La postura de Eduardo Feinmann sobre el cierre de prensa
El escenario político se vio sacudido por la determinación del Ejecutivo nacional de limitar el ingreso de comunicadores a la Casa de Gobierno. En su intervención mediática, el periodista Eduardo Feinmann analizó las repercusiones de esta medida que considera un rayón a la democracia por su impacto en la transparencia. Según explicó el conductor, la restricción surgió a raíz de un episodio donde un cronista habría utilizado tecnología de grabación no autorizada en el interior del palacio.
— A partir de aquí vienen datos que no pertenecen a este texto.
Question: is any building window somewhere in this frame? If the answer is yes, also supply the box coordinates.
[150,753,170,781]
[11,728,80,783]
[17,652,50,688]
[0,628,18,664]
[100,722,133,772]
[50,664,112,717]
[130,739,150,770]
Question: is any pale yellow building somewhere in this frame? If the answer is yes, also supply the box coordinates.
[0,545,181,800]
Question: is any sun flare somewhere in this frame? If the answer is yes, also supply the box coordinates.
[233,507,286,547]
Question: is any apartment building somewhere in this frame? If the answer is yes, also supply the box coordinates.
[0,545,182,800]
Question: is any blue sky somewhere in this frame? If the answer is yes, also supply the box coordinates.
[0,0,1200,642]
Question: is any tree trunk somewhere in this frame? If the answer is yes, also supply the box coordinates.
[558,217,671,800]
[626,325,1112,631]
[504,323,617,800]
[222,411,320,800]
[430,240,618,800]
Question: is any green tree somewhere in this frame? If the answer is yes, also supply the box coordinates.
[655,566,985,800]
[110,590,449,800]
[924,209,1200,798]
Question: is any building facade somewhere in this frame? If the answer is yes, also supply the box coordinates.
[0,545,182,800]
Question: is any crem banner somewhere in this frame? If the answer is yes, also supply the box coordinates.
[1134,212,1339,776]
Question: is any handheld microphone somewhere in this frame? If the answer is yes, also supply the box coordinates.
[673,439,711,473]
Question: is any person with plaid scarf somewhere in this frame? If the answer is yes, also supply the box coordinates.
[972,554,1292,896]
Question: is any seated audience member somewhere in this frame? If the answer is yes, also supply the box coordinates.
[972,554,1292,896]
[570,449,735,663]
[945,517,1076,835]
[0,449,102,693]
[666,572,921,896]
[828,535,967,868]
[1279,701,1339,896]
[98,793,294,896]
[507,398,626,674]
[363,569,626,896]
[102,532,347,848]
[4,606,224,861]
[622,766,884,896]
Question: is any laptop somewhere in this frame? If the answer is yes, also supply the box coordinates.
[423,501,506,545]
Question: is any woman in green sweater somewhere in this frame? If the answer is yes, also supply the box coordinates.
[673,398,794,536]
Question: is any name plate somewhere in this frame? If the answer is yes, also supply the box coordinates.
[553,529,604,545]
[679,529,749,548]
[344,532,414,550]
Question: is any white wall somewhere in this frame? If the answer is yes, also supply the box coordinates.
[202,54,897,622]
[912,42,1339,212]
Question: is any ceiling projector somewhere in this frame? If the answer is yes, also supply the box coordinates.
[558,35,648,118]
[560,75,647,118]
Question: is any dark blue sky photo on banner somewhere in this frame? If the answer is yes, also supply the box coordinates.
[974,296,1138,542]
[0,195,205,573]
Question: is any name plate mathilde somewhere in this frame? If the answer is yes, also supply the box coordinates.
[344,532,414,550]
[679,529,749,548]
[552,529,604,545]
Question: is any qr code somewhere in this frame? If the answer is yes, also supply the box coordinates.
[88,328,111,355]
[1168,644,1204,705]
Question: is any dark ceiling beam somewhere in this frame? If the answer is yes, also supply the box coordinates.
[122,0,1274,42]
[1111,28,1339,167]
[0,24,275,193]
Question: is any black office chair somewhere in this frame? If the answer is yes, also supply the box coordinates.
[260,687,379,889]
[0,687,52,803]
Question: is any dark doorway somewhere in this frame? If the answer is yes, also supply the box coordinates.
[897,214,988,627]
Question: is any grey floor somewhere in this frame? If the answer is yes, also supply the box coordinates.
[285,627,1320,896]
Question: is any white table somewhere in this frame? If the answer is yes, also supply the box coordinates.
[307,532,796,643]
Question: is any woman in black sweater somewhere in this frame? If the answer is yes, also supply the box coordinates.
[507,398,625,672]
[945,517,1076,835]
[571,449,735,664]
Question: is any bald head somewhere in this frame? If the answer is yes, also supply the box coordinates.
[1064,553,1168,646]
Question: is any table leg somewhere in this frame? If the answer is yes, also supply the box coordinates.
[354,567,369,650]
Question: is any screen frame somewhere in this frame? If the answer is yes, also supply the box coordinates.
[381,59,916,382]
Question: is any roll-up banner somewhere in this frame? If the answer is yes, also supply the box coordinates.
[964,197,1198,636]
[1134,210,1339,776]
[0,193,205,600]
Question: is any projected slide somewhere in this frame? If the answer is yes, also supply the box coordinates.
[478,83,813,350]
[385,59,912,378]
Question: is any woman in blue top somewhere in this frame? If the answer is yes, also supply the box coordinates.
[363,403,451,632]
Por consiguiente, el Gobierno interpretó este accionar como una potencial maniobra de inteligencia prohibida, lo que derivó en la clausura preventiva de las áreas destinadas a la prensa. No obstante, Feinmann remarcó que, aunque en sedes internacionales como la Casa Blanca o el Elíseo no se tolerarían infracciones de seguridad, la respuesta local resulta desproporcionada. En efecto, el analista sostuvo que generalizar la sanción hacia todos los acreditados afecta directamente el flujo de información hacia la ciudadanía.
El impacto institucional de llamar un rayón a la democracia
Efectivamente, el debate escaló hacia la función social que cumplen los medios de comunicación en un sistema republicano. De esta manera, el periodista subrayó que la potestad de opinar e informar no es un beneficio corporativo de los cronistas, sino un derecho que reside en la población. Además, fue enfático al señalar que los trabajadores de prensa no poseen privilegios extraordinarios ni estatus de magistrados, pero sí una tarea indispensable que debe ser protegida por el Estado.
Asimismo, la decisión de clausurar el espacio de trabajo en la Casa Rosada fue calificada como un error estratégico por parte de la gestión libertaria. Por lo tanto, Feinmann insistió en que esta actitud gubernamental constituye un rayón a la democracia al obstaculizar el control civil sobre los actos de gobierno. Por otra parte, destacó que la libertad de prensa es un pilar constitucional que no debería verse vulnerado por incidentes aislados que podrían resolverse de otra forma.
Comparaciones internacionales y el rol del periodismo
En relación con los estándares de seguridad global, el comunicador reconoció que existen protocolos estrictos en las principales capitales del mundo. Sin embargo, aclaró que la protección de la seguridad nacional no debería transformarse en una barrera infranqueable para el ejercicio profesional. Por esta razón, consideró que la medida adoptada es innecesaria y desgasta el vínculo institucional entre el mandato presidencial y la sociedad civil.
Finalmente, el conductor de radio y televisión concluyó que estas acciones son, en sus palabras, «al divino botón», sugiriendo que no aportan soluciones reales y solo generan conflictos evitables. En consecuencia, la comunidad periodística permanece en alerta ante lo que consideran un retroceso en el acceso a las fuentes primarias de información. Por último, la Casa Rosada mantiene la restricción mientras se evalúan nuevos mecanismos de control para el ingreso al edificio histórico.